<aside> 🚧

This document is a Work In Progress

</aside>

The bulk of the logic in the existing ingestion engine is used to track and sync collections. Since this will be mostly handled by the processing pipeline and we want to make these changes in a backwards compatible way to reduce change management overhead, we should create a new version of the engine.

The ingestion engine has the following responsibilities:

  1. Load and maintain the Results Forest
  2. Track receipts received from execution nodes over push-receipts
  3. Index block/collection mapping for finalized blocks
  4. Index block/result mapping for sealed blocks
  5. Record transaction timing metrics
  6. Request and track collections from collection nodes (as a backup)

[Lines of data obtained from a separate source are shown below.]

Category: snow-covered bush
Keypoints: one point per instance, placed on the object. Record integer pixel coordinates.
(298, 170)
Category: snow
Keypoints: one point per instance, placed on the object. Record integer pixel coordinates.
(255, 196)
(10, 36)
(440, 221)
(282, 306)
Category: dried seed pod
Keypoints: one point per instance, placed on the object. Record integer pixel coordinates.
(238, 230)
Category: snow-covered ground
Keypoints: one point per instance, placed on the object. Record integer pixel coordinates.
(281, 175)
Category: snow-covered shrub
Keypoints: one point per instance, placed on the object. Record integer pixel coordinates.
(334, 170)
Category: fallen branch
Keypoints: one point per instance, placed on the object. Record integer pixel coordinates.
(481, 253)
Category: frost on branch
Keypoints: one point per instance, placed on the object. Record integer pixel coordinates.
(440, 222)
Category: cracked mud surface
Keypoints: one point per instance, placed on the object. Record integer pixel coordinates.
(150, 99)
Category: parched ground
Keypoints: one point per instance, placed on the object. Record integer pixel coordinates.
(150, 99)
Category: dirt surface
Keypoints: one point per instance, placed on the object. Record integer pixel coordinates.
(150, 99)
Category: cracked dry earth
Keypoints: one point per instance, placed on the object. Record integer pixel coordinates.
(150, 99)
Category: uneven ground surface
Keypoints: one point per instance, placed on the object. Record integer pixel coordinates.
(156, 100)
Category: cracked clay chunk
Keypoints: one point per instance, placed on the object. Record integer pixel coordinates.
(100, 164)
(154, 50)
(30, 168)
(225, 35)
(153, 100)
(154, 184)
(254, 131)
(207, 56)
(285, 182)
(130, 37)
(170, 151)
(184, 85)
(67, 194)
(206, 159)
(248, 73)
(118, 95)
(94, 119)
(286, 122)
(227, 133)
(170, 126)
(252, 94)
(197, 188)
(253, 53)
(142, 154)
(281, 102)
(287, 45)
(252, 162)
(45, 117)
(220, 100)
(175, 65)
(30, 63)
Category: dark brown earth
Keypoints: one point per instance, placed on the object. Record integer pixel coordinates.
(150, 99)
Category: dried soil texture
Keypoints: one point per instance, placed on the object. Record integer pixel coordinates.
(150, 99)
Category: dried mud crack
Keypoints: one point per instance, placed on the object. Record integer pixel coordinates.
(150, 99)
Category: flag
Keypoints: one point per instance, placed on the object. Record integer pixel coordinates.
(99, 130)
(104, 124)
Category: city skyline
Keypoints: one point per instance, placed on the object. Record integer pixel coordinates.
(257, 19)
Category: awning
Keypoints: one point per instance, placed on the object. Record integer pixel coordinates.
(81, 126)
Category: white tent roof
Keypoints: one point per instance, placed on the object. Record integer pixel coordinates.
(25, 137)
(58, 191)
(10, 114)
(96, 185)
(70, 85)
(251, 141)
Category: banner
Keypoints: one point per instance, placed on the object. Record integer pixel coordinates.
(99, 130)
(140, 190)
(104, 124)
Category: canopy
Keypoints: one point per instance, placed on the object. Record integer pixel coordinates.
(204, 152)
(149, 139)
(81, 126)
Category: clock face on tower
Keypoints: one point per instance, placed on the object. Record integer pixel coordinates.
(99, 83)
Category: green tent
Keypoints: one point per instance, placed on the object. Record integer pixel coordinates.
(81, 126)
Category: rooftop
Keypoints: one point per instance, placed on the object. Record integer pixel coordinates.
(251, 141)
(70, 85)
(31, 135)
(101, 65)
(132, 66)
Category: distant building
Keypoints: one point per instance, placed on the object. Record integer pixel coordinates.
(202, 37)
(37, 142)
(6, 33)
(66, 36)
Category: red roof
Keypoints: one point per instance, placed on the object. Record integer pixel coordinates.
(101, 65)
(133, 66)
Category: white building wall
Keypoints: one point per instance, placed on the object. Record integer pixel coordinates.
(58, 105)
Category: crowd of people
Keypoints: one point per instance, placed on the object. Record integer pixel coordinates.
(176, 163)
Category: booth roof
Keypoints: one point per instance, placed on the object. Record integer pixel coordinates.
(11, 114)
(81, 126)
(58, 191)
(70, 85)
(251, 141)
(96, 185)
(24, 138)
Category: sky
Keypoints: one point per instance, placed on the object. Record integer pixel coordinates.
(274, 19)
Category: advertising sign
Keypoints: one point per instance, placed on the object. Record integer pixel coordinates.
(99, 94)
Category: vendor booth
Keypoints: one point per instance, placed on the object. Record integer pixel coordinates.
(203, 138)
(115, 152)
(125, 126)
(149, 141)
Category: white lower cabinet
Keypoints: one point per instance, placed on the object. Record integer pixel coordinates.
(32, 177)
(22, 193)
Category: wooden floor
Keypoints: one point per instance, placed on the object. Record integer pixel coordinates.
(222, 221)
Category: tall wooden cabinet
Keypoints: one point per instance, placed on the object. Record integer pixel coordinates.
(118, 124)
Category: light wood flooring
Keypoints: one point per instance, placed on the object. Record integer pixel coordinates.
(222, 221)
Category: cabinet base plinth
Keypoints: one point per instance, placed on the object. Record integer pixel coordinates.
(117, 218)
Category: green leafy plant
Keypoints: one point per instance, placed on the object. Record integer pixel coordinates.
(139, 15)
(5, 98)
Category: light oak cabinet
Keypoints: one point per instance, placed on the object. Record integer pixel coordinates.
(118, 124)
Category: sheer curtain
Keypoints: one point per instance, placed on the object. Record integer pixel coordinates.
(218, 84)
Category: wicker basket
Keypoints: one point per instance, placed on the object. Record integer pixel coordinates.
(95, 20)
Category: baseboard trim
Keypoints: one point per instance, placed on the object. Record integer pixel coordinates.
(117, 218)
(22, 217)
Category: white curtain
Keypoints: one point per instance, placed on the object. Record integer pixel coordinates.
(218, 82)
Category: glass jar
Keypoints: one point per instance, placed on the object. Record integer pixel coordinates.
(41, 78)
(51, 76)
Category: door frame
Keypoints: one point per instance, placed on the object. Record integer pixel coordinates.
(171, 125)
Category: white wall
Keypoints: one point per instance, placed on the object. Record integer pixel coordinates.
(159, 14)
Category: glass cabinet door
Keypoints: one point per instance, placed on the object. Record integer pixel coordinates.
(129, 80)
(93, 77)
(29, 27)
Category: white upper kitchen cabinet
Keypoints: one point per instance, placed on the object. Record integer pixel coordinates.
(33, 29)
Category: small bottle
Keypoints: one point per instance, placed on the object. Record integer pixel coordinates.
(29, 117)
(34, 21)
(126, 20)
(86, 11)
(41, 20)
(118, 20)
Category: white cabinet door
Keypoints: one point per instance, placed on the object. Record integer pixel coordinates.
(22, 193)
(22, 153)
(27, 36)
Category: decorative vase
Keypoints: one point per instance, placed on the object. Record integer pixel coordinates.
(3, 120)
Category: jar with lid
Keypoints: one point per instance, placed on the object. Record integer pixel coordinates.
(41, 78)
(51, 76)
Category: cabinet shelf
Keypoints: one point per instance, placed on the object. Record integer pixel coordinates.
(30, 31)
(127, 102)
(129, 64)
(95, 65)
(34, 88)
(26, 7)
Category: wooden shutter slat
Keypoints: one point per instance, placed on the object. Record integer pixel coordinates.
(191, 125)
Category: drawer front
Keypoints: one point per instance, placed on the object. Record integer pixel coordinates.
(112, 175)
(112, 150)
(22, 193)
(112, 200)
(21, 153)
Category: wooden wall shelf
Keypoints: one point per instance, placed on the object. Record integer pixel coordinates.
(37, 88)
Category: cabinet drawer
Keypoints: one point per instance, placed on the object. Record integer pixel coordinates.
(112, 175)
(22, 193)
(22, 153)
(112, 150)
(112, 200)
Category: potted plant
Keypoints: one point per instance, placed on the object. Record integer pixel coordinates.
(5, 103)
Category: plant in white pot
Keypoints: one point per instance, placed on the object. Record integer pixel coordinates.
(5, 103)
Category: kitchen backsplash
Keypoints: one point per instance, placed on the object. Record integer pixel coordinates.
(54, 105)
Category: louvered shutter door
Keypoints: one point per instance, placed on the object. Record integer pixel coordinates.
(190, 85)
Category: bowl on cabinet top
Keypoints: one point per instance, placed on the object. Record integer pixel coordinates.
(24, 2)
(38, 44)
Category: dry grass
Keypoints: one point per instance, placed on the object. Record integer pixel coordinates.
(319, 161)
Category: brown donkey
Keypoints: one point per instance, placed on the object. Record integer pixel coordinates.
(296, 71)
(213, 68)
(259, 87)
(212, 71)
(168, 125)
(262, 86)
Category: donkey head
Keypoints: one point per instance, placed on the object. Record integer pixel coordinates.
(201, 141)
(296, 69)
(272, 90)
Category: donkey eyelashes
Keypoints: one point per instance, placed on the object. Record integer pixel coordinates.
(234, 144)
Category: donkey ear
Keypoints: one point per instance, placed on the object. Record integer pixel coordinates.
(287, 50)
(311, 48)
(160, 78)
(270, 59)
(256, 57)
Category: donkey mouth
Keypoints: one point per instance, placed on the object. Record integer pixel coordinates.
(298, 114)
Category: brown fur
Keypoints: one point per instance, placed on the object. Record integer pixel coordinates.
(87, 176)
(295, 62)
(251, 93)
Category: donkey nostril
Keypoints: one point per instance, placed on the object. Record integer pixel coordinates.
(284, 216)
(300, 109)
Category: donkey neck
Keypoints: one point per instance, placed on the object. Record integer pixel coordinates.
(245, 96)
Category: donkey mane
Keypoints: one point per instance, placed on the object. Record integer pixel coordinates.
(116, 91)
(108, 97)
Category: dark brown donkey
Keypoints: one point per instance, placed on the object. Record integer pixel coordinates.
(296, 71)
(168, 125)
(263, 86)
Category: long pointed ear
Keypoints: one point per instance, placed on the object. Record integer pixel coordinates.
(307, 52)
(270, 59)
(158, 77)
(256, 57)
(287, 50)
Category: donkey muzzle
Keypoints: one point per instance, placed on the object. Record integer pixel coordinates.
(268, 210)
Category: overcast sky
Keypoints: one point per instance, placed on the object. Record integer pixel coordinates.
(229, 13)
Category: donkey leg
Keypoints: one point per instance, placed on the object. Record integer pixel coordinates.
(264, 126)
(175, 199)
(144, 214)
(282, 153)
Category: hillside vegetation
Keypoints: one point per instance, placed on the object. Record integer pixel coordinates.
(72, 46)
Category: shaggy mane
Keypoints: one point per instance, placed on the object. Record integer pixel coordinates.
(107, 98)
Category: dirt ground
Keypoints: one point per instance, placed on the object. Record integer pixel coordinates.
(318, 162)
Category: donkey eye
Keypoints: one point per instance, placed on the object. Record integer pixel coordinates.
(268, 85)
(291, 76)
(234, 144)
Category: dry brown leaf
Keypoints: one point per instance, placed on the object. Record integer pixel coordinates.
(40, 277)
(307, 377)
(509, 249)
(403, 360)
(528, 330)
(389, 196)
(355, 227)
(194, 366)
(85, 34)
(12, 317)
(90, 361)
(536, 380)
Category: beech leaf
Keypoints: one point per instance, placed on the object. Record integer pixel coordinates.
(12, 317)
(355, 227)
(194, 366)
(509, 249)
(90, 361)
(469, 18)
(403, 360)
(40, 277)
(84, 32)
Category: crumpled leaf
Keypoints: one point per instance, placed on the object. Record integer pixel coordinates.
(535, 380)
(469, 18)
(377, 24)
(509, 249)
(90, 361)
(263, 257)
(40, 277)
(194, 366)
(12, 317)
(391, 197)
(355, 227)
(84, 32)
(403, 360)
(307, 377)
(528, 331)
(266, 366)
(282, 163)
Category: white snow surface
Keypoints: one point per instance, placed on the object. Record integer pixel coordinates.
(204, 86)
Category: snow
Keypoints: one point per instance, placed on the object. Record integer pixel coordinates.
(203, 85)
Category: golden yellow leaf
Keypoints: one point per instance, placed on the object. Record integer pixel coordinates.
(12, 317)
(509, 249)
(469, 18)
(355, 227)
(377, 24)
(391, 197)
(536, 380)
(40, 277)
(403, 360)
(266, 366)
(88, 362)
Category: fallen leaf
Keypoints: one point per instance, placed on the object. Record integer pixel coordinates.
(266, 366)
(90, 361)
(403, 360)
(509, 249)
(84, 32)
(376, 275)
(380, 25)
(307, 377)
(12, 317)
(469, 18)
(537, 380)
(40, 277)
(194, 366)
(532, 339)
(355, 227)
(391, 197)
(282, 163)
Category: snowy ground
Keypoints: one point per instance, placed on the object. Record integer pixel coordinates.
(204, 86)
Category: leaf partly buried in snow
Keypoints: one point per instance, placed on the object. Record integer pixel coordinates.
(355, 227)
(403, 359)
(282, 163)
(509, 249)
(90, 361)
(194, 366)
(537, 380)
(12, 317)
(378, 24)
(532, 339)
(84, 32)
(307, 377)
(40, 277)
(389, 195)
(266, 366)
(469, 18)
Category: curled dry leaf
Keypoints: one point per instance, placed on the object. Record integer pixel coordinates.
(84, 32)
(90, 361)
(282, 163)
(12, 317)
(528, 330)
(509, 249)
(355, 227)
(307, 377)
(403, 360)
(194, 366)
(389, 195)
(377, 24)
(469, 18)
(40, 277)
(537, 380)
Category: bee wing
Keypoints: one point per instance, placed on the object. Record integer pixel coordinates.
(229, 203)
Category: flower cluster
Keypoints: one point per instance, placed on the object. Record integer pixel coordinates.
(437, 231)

Load and maintain the Results Forest

On startup, the ingestion engine loads the LatestPersistedSealedResultHeight, and initializes the forest using the result for this block as the base. It then ExecutionResults and ExecutionReceipts for all descending blocks into the forest. Depending on the state of the node, there may be a small or large number of sealed results, as well as a set of unsealed results.

We can generalize this to 3 cases:

  1. The node is starting after a restart: the node is likely only a few minutes behind the network, so there should be small number of sealed and unsealed results (hundreds).
  2. The node is starting after an extended downtime: there will only be a few locally sealed results on startup. However, the node’s follower engine will quickly seal blocks as it catches up with the network, and sealing will outpace ingestion. Depending on how long the node was offline, this could result in millions of results getting added to the forest.
  3. The node has been online for a while, and just enabled indexing: there will be a large number of sealed results to add, which could result in millions of results getting added to the forest.

Case 1 is the happy path, and we should load all results into the forest and immediately start ingesting results from the network.

For cases 2 and 3, the loader will quickly fill the forest to its max size, and need to wait for pipelines to complete or be abandoned before adding more. We should not start ingesting results from the network since these would compete with the finalized data for space.

In case 2, the forest may not fill until after the initial persisted blocks are all loaded. i.e. it may fill with real-time network data. The ingestion engine would then need to fall back to loading results from disk.

In case 3, the loader could stay running until all data is loaded, switching to a real-time mode afterwards.